But voice commands have significantly evolved, and become built-in assistants that we now know by name. Siri, the iPhone assistant, now has an expanded list of varied commands that it can help you with.
How to wake Siri
Press and hold the home button: if you have a newer model without a home button, hold the side button down.
“Hey Siri”: the standard wake-up greeting should wake Siri to listen to your commands regardless of where you are, as long as you have an iPhone model 6S or later. If you have the 6 or earlier, your phone has to be plugged in and charging for the command to work.
Neither of these commands will work, however, if you don’t have them enabled in Settings. To do so, tap “Siri & Search,” in the Settings app, and toggle the relevant switch — “Listen for ‘Hey Siri'” or “Press Home/Side Button for Siri” — to the “on” position.

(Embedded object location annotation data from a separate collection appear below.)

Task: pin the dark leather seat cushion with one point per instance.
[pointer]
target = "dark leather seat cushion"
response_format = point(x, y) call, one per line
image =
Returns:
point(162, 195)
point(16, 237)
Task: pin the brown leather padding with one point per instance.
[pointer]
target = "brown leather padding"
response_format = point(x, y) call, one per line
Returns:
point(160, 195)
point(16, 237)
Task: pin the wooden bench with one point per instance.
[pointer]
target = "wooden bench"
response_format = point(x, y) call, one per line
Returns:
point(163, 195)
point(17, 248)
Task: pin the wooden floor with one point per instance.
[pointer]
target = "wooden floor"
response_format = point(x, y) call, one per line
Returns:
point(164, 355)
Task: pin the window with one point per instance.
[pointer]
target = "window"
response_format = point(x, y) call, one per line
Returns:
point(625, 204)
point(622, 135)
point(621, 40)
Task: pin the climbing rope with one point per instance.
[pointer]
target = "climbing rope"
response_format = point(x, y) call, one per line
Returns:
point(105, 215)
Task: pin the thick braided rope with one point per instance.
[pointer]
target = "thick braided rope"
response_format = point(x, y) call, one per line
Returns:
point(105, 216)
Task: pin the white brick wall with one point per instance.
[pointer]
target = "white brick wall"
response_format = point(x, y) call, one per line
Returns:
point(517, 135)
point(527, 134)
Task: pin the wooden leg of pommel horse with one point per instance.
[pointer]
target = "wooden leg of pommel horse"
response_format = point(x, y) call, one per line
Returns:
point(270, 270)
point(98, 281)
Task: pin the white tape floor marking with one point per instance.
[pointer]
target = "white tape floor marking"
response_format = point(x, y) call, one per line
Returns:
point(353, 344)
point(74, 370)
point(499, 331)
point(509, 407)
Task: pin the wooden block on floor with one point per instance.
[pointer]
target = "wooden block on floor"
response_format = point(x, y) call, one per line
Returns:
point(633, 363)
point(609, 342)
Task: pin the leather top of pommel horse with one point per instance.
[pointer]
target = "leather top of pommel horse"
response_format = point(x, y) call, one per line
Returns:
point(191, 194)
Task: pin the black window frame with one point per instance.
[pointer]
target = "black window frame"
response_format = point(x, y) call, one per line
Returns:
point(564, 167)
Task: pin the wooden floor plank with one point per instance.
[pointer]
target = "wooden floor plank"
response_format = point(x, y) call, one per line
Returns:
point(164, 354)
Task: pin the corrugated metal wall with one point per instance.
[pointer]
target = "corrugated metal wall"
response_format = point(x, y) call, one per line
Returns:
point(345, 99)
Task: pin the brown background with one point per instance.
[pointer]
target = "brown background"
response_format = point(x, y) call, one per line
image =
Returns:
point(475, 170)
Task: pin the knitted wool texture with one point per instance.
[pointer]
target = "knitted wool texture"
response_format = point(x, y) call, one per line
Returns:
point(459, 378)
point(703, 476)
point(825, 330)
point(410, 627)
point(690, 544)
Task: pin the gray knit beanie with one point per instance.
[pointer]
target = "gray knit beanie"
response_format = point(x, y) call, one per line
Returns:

If you want to issue commands even when the phone is locked, make sure “Allow Siri When Locked” is switched on, too.
On Apple Earpods: Press and hold the center button and speak into the built-in microphone to issue your command or ask your question.
On Apple Airpods: Double tap on either ear to activate Siri.
Voice commands for Siri to make calls or send messages
Once you’ve woken Siri and made sure your phone is listening for your command, there are any number of vocal directives that it will recognize. These include ones for communication, like:
Call or FaceTime someone on your contacts list, or call an emergency number: “Call Mom” or “Call the Fire Department.” You can also add more specific commands on top of these basic ones, like “Call Mom on speaker.”
Reading text messages or emails: “Read new messages” or “check my email.”
Sending text messages: “Tell [contact name] that I’ll be home at seven.”
Sending emails: “Send email to [contact name] about [subject] and say [message].”
Checking voicemail: “Do I have any voicemail?” or “Play new voicemail from William.”
Asking Siri questions
Weather: “What’s the weather today?” or the more specific “Do I need an umbrella?”
Math: “What’s 25 times 36?” or any number of other math problems, including tip calculations.
Mathematical conversions: “How many cups are in a quart?” or “How many feet in a meter?”
Time zone conversions: “What time is it in Chicago?”
Definitions, synonyms, antonyms, or etymologies of words: “What’s the definition of arduous?” or “What’s the etymology of arduous?”
The dates of holidays: “When is Easter this year?”